The respondent was, at the time of sentencing for the offence, 54 years of age, and would now be 57 years of age.  The applicant, as far as the evidence before me shows, suffered no physical injuries. 

The application was commenced by being filed in this Court on the 27th of November 2009. At the time it was filed, no litigation guardian was appointed for the application. The applicant seeks an order that the originating application filed on the 27th of November 2009 be deemed valid and effectual, pursuant to rule 371, sub-rule 2(d) of the Uniform Civil Procedure Rules. The evidence before me shows that this was an oversight because of the urgency of filing the application before the pending repeal of the legislation and the enactment of new legislation.

I consider in all the circumstances it is proper to order that the application be deemed valid and effectual for all purposes.  The consent of the litigation guardian has been filed now in this Court. 

One other matter that should be dealt with is that the applicant's first name is spelt [D].  I order the proceedings be amended so that the applicant's first name be spelt [D]. 

There is no basis on which it can be suggested the applicant directly or indirectly contributed to her injuries.  As a child of three years of age, she could not be held responsible for anything the respondent did to her.

The application is supported by a report from Mr Meurs, a psychologist.  He assessed the applicant's psychological condition on the 6th of May 2010.  He noted at the time the applicant was still experiencing some lasting anxiety symptoms that can be dated back to the weeks following her sexual abuse at the hands of the respondent.  She has been somewhat clingy and continues to have sleeping difficulty.  Furthermore, it appears she may be displaying some oppositional behaviour problem, as evidenced by an elevation on the child behaviour checklist, but not to the degree that warrants clinical concern. 

He also states, however, that on the whole she seems to be functioning quite well academically and socially, as evidenced by her carer's report and the psychometric testing.  Although the current consequences of the abuse seem mild-moderate, it should be said that the long-term repercussions of her abuse may not be readily foreseeable, and will only become evident once she begins to form adult romantic attachments.  He states children who have experienced abuse have a considerably higher risk of developing a range of mental health problems such as depression or anxiety disorders and personality problems later in life.

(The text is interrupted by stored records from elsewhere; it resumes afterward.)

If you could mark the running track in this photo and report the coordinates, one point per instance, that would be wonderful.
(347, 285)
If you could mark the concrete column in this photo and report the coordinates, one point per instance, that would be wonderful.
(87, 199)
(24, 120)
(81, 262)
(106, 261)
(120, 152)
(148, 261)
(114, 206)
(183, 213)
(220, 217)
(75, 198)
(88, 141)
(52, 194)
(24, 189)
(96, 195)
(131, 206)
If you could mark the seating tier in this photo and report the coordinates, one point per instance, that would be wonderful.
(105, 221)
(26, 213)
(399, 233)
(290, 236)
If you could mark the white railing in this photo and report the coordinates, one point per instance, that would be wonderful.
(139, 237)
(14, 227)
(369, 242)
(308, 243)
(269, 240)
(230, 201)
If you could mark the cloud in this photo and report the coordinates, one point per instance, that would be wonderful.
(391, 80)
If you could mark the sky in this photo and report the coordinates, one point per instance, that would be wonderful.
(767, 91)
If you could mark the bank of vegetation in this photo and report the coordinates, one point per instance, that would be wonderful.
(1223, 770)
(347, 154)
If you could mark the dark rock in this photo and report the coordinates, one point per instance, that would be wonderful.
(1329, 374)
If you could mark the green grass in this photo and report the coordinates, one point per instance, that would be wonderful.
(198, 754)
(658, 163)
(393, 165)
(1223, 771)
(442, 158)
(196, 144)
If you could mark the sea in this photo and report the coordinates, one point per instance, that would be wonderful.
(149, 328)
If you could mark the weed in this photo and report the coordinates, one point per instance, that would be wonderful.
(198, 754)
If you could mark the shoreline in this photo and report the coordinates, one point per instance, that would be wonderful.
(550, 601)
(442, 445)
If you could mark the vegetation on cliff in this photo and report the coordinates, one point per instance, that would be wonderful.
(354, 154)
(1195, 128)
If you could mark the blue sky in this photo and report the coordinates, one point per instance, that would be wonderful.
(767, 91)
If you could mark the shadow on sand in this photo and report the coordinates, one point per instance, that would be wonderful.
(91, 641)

In all the circumstances, I am satisfied, although the applicant is very young, she suffered mental or nervous shock within the meaning of that term as used in the Act. I should also say that the legislation was repealed on the 1st of December 2009, however the application was filed within time, and pursuant to section 167 subsection 2 of the Victims of Crime Assistance Act 2009, the Court must hear or continue to hear and decide the application under the repealed provision.

I bear in mind that on applications of this kind, compensation provided to an applicant is intended to help the applicant, and is not intended to reflect the compensation to which the applicant may be entitled under common law or otherwise.  Further, the maximum amount of compensation provided is reserved for the most serious cases, and the amounts provided in other cases are intended to be scaled according to their seriousness.  See section 22 subsections 3 and 4 of the repealed Act.

In all the circumstances, I assess the applicant's compensation under item 31 of the schedule, under the heading "Mental or nervous shock - minor", at 10 per cent, which is a sum of $7,500.  I order the respondent to pay the applicant the sum of $7,500.

Mr MacDonald, did you bring a draft order with you?

MR MACDONALD:  I did bring a draft order.  It was made out for the 11,250 we're seeking, but I've crossed that out and written 7,500.  I can also email a perfected version to the Court.

HIS HONOUR:  Do you have any provision in there for payment to the Public Trustee?

MR MACDONALD:  I haven't, but I imagine the money - well, the money will have to be paid to the Public Trustee, your Honour.

HIS HONOUR:  Yes.  I order the said sum of $7,500 be paid to the Public Trustee of Queensland.